Igno Osterhaus, pastor.
Uit het heilig EVANGELIE van onze Heer Jezus Christus volgens Matteüs
In die tijd ging een van de twaalf,
Judas Iskariot geheten,
naar de hogepriesters en zei:
“Wat wilt ge mij geven als ik Hem u in handen speel?”
Zij betaalden hem dertig zilverlingen uit.
En van toen af
zocht hij een gunstige gelegenheid om Hem over te leveren.
Op de eerste dag van het ongedesemde brood,
kwamen de leerlingen Jezus vragen:
“Waar wilt Gij dat wij het paasmaal voor U gereed maken?”
Hij antwoordde:
“Gaat naar de stad en zegt aan die en die:
De Meester laat weten:
Mijn uur is nabij;
bij u wil Ik met mijn leerlingen het paasmaal houden.”

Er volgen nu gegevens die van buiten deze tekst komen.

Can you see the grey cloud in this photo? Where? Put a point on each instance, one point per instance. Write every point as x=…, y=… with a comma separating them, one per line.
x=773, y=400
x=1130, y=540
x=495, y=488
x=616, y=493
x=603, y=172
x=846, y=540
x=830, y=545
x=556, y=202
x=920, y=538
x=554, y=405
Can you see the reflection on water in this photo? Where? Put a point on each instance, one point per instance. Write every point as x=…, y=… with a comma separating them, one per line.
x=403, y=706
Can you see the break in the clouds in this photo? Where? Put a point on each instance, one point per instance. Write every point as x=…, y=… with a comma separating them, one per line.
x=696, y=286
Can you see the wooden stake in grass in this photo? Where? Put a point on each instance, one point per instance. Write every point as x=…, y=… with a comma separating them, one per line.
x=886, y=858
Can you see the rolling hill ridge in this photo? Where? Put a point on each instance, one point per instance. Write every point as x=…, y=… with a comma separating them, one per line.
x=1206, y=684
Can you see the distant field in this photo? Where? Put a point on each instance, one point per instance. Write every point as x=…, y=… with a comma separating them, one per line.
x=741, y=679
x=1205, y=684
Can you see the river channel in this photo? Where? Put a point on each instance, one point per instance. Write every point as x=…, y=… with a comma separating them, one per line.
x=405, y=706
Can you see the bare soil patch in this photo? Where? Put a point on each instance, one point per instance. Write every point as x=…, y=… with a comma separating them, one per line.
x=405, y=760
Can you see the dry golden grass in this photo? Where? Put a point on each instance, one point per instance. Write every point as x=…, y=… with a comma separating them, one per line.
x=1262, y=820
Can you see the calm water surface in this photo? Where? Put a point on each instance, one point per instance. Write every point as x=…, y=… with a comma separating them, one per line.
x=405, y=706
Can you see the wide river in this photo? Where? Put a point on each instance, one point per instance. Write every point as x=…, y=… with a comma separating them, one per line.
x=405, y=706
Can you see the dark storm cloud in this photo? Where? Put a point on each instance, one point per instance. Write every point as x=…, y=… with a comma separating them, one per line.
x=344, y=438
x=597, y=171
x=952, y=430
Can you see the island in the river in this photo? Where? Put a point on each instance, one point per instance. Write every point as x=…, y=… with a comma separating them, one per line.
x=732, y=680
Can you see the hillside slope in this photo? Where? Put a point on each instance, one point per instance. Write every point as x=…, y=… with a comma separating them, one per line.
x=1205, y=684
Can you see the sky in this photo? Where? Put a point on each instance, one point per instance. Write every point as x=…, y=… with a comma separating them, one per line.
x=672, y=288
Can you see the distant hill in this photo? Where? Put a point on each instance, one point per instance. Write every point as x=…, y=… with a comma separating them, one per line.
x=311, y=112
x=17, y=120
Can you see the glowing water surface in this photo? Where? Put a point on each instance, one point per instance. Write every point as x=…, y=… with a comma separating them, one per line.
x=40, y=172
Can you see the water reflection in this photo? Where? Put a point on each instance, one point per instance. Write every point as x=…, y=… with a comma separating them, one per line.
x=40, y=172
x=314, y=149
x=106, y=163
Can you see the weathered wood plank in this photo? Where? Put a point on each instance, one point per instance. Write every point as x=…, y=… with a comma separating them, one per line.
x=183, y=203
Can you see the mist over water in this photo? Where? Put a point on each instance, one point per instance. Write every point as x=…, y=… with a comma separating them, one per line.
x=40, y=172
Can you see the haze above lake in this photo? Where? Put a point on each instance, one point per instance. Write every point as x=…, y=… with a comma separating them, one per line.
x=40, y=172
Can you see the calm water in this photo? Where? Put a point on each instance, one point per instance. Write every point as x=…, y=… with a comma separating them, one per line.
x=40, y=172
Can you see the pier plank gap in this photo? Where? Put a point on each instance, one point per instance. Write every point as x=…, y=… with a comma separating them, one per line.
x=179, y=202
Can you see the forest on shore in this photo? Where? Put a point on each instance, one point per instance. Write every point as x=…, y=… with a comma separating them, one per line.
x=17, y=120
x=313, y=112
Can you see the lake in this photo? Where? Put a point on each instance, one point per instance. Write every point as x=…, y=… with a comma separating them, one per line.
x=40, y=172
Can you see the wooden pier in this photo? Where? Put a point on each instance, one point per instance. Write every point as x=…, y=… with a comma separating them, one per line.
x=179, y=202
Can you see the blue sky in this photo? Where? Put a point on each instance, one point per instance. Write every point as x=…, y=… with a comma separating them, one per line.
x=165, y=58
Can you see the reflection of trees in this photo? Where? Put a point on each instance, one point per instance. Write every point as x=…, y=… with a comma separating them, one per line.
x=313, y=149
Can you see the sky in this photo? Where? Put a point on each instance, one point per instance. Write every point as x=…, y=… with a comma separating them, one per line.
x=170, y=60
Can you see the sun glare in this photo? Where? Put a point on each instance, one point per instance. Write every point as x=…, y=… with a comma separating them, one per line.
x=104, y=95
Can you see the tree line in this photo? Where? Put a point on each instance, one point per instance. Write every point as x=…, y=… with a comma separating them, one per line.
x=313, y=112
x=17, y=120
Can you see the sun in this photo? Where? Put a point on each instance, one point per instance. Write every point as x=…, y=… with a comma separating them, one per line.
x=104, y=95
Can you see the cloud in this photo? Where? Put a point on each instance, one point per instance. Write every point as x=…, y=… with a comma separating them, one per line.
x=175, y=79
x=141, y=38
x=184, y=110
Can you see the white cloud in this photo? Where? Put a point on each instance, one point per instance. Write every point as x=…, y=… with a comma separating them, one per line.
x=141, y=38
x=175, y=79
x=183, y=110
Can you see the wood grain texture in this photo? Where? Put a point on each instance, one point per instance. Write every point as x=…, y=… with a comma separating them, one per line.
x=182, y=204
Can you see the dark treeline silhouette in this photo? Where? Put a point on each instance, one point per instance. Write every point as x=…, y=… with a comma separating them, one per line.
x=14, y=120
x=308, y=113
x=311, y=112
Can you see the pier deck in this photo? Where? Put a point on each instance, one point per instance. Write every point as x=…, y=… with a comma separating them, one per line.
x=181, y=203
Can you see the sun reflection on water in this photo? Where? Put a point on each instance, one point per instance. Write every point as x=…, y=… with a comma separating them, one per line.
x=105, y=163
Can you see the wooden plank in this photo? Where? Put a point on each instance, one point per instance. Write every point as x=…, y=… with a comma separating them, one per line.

De leerlingen deden zoals Jezus hun had opgedragen
en maakten het paasmaal gereed.
Toen de avond gevallen was
lag Hij met de twaalf leerlingen aan.
Onder de maaltijd sprak Hij:
“Voorwaar, Ik zeg u:
een van u zal Mij overleveren.”
Smartelijk getroffen begon de een na de ander Hem te vragen:
“Ik ben het toch niet, Heer?”
Hij antwoordde:
“Die met Mij zijn hand in de schotel steekt
zal Mij overleveren.
Wel gaat de Mensenzoon heen,
zoals van Hem geschreven staat,
maar wee de mens
door wie de Mensenzoon wordt overgeleverd!
Het zou beter voor hem zijn
als hij niet geboren was, die mens!”
Judas, zijn verrader, nam ook het woord en zei:
“Ik ben het toch niet, Rabbi?”
Hij antwoordde hem:
“Gij zegt het.”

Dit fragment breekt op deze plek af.